Con todos sus defectos, muchos derivados de un nacionalismo estatal por depurar (¡ay, la PAC que De Gaulle impuso a Europa!), la Unión Europea es el proyecto más avanzado de entidad supranacional basado en la cooperación y libre aceptación de normas comunes (a veces absurdas, sí, como bastantes agrícolas) entre países considerados iguales. Aunque en buena parte esto sea más bien una ficción, es una ficción necesaria en un continente asolado por siglos de guerras feroces, y una demostración de que la democracia avanza cuando acepta la interdependencia y se comparte la soberanía. Por eso, la Unión Europea es el objetivo a batir para el eje autocrático formado por Rusia, Irán, Corea del Norte, China y otros socios menores: por su debilidad política y tamaño económico, pero más aún por lo que representa como ideal democrático.

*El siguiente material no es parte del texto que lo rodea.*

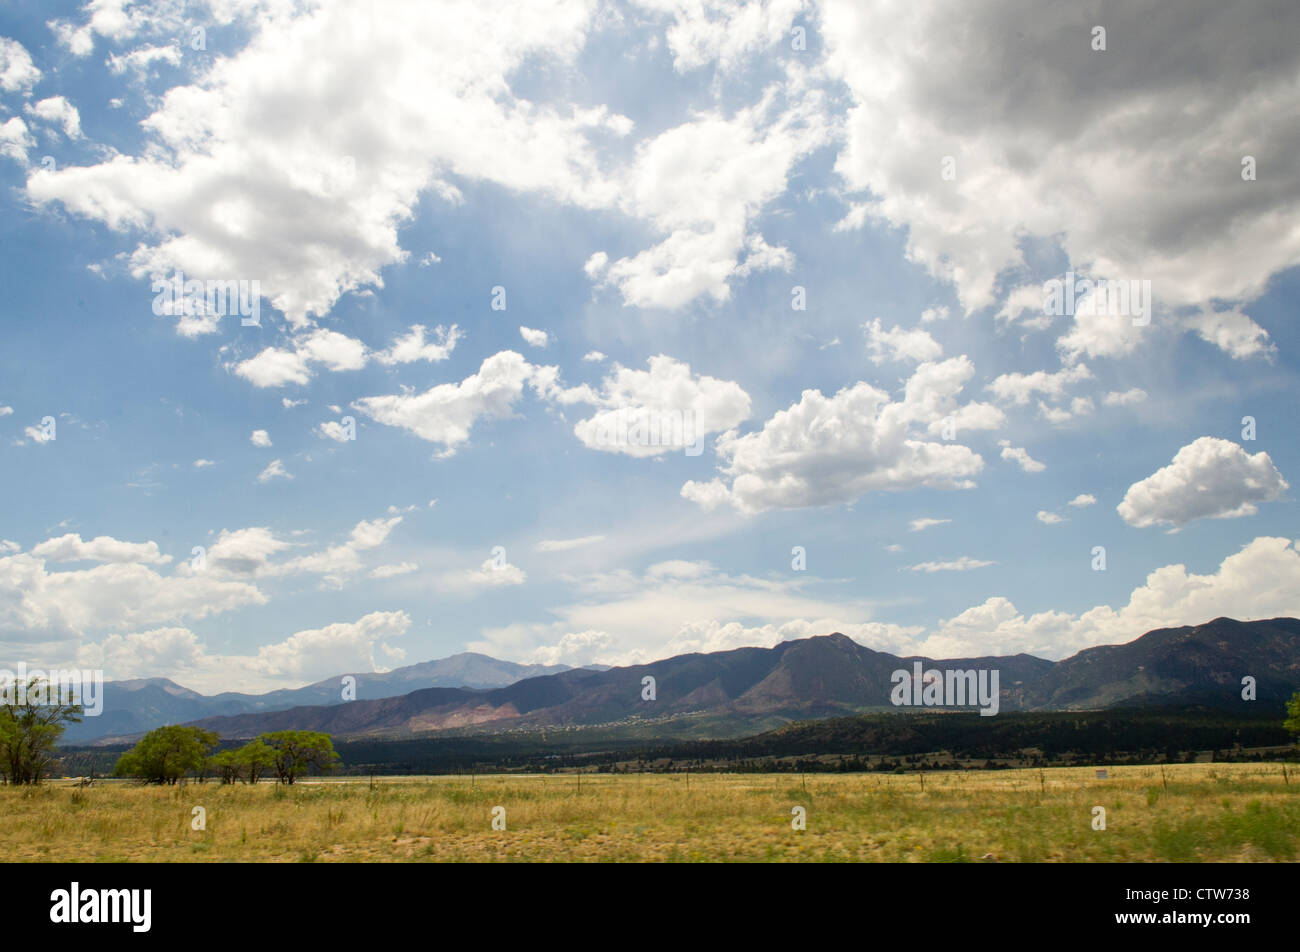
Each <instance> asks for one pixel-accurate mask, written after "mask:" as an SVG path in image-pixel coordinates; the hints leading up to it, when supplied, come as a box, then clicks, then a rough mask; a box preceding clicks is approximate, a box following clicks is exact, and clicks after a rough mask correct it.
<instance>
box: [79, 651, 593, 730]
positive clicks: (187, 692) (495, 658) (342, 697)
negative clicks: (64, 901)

Nada más natural que los golpistas catalanes iniciaran desde 2017, si no antes, contactos con Putin para que favoreciera una posible independencia catalana rebajada de facto, de haberse impuesto, a protectorado ruso. Nada tampoco más lógico que esos traidores sean los socios no solo imprescindibles, sino más afines al PSOE de Sánchez en su forma de hacer política como traición permanente de todo compromiso y promesa.

El cuento de la independencia catalana es tan malo que ha bastado una sequía anunciada para desnudar sus miserias, aunque se tape con narcisismo colectivo y corrupción generalizada. Deberíamos reparar en que la sequía climática es agravada por una sequía no menos atroz de buenas ideas políticas y de sociedades decididas a emprenderlas, también para prevenir sequías desoladoras.